The problem with how this works on a blog platform is that you write the entry, post it, then never come back to it. That’s definitely not how my technology entries work. They are all interconnected. They get updated over time as I learn more information. They are also often incomplete, with notes on things I want to come back to.

For now, that’s why I’m only very selectively turning an internal technical article into a blog post. Each technology blog post I make is a chance for my internal vault to become out of sync with the blog entry.

Also, blogs broke the internet and I agree. I used to maintain a site with an index and pages for specific topics. Then we all switch to LiveJournal and blogging 😉 Then Facebook came along.

I’ve considered two options for how I might address this problem.

  • Obsidian Publish
    • Pro: Could very easily publish anything I tag as technology and publish: true
    • Pro: Keeps all of the really great Obsidian links and the graph view for connectivity.
    • Con: Not free. $8 USD per month. I’m already paying for Obsidian Sync so this seems like a bridge too far.
    • Con: Hosted outside my own domain, even though I could point a domain to it.
  • Hugo or some other static site generator like Jekyll
    • Pro: Contents entirely in my control
    • Pro: Extreme customization possible
    • Pros: Mostly free when I use my existing hosting
    • Cons: Extreme customization seems to be required
    • Cons: Potentially fragile over time
    • Cons: If I chose to write my own or use someone else’s, I’d be maintaining it.

The short summary is that one method costs money, and the other method costs time.

I always go back to the WHY at this point. Why do I want to publish this? I have all of this data internally so I’m hitting most of my main requirements:

  1. They track what I’ve learned so I can remember later
  2. They help me solve a problem
  3. They might be helpful to someone else!
  4. It’s just fun

Maybe this is why I haven’t completed the project yet. The benefit would be for some stranger I don’t really know. The cost would either be my time or my money.

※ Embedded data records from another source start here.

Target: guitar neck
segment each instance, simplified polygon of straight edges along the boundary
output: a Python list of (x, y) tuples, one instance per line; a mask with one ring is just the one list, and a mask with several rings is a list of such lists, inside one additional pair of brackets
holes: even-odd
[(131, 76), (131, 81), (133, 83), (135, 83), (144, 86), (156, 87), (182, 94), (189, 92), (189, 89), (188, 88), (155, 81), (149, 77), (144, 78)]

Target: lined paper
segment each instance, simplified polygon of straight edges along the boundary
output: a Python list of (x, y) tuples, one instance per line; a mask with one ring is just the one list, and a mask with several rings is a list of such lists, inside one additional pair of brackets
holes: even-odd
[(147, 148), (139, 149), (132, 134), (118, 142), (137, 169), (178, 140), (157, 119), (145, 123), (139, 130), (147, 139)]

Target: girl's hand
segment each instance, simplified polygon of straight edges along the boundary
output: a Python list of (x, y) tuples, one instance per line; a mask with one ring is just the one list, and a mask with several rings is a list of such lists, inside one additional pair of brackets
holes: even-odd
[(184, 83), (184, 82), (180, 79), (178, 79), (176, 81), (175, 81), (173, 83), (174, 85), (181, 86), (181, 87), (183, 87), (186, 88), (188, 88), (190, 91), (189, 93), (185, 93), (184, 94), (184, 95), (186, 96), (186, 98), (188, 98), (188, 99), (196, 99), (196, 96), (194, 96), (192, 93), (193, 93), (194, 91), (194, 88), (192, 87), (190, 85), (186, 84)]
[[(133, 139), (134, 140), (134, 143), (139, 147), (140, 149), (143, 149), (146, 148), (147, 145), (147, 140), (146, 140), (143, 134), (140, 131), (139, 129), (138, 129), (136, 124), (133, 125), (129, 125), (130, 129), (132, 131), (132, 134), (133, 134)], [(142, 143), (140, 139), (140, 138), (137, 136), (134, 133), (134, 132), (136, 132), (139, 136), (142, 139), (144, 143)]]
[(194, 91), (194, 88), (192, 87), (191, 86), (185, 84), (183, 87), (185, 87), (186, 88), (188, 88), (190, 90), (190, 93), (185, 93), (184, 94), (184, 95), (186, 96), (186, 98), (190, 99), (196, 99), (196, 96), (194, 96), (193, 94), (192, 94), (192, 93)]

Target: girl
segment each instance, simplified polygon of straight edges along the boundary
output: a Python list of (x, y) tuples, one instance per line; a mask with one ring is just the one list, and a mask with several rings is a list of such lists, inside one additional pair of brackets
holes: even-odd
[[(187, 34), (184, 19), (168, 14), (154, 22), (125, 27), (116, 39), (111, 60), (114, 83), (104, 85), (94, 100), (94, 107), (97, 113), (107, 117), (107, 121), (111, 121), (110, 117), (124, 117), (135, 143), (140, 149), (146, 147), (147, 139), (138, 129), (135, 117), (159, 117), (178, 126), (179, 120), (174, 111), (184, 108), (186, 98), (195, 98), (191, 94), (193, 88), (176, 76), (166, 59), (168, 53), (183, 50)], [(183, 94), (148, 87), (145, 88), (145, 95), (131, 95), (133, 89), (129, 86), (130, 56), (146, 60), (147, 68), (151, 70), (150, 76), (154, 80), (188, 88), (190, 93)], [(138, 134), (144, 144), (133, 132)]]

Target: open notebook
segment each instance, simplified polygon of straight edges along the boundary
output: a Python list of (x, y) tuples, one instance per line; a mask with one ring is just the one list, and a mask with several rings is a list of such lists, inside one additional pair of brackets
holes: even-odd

I suppose what I’m saying is.. my interim solution is just to manually copy useful things over to the blog and maybe this problem will sort itself out in the future.

Family and Social Sharing

This is a huge miss in my current system.

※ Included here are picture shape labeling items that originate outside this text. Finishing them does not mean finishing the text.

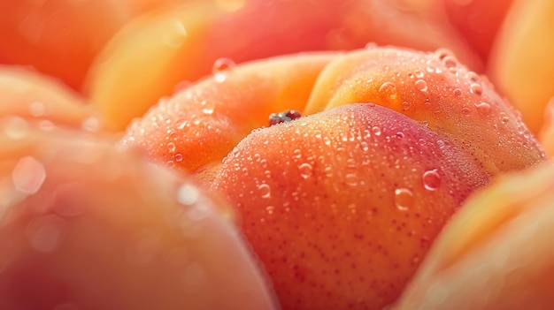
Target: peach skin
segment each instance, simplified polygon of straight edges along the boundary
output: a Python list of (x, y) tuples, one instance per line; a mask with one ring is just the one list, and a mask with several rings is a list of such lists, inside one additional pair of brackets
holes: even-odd
[(375, 48), (337, 57), (321, 72), (304, 114), (369, 102), (448, 137), (490, 175), (525, 169), (545, 157), (519, 113), (487, 78), (444, 49)]
[(491, 52), (489, 74), (534, 133), (554, 96), (554, 2), (514, 1)]
[(472, 195), (392, 308), (551, 308), (553, 201), (550, 162)]
[(112, 138), (0, 119), (0, 308), (276, 309), (224, 201)]
[(235, 207), (283, 309), (381, 309), (487, 182), (450, 141), (359, 103), (254, 131), (211, 188)]
[(239, 64), (278, 55), (363, 48), (367, 42), (479, 59), (446, 23), (379, 0), (204, 1), (135, 19), (96, 59), (86, 93), (114, 131), (125, 129), (181, 82), (210, 75), (225, 57)]
[(231, 201), (284, 309), (389, 305), (467, 195), (546, 161), (484, 77), (399, 48), (238, 64), (121, 143)]
[(284, 56), (227, 68), (162, 99), (131, 124), (122, 144), (139, 146), (156, 162), (183, 172), (220, 163), (248, 133), (266, 125), (271, 113), (302, 110), (335, 57)]
[(544, 110), (544, 122), (539, 132), (539, 141), (550, 159), (554, 159), (554, 97)]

Right now I share photos in Apple Photos with my immediate family. That’s it.

Do I need to share my vacation photos with the world? Or share my stories about the vacation? Probably not with the whole world. I’d like to at least share this with family in some lightweight setup.

I have a photo section on my website powered by Piwigo. I really like this solution and should use it more. I have their app on my phone that lets me upload select photos from my phone straight to the internet on my hosted site, all while resizing them. Resizing is key. As the iPhone takes larger and larger photos, and time marches inexorably forward, I was running out of storage space. I pay for direct attached disks on my ec2 instance.

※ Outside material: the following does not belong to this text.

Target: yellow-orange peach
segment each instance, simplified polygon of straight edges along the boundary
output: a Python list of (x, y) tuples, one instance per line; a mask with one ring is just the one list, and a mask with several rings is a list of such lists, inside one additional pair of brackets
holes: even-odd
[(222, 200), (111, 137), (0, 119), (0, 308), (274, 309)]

I also used to make blog posts that linked to these albums. I don’t feel strongly compelled to do that anymore. I also lost a lot of metadata in the Gallery 3 to Piwigo transition – so I have years of old blog posts with broken image links.

Is a newsletter appropriate, a substack, Christmas cards with our yearly summary? I don’t know. I can’t commit to any sort of cadence that feels like an obligation. I could also just keep posting these to the blog every once in a while when the mood strikes.

Edit: 2023-07-25

Kat’s family just sends people photos on a WhatsApp thread. Honestly – this might be the very low tech solution that just works to keep people in touch.

News and Reading

I use Feedly as an RSS reader. I subscribe to lots of technology blogs and a few personal ones so I can keep up to date on the world around me without scrolling through a site.

I also pay for the local paper and read their e-Edition when I’ve got the time.

What I’ve Learned

Even though I’ve become anti-social (asocial), I still have the desire to curate and share things with folks. That’s why you’re reading this. I am not planning any immediate changes to the site, but you might see me experiment with some different approaches for sharing.

If you have a way to share information with your audience, especially family, let me know what works for you.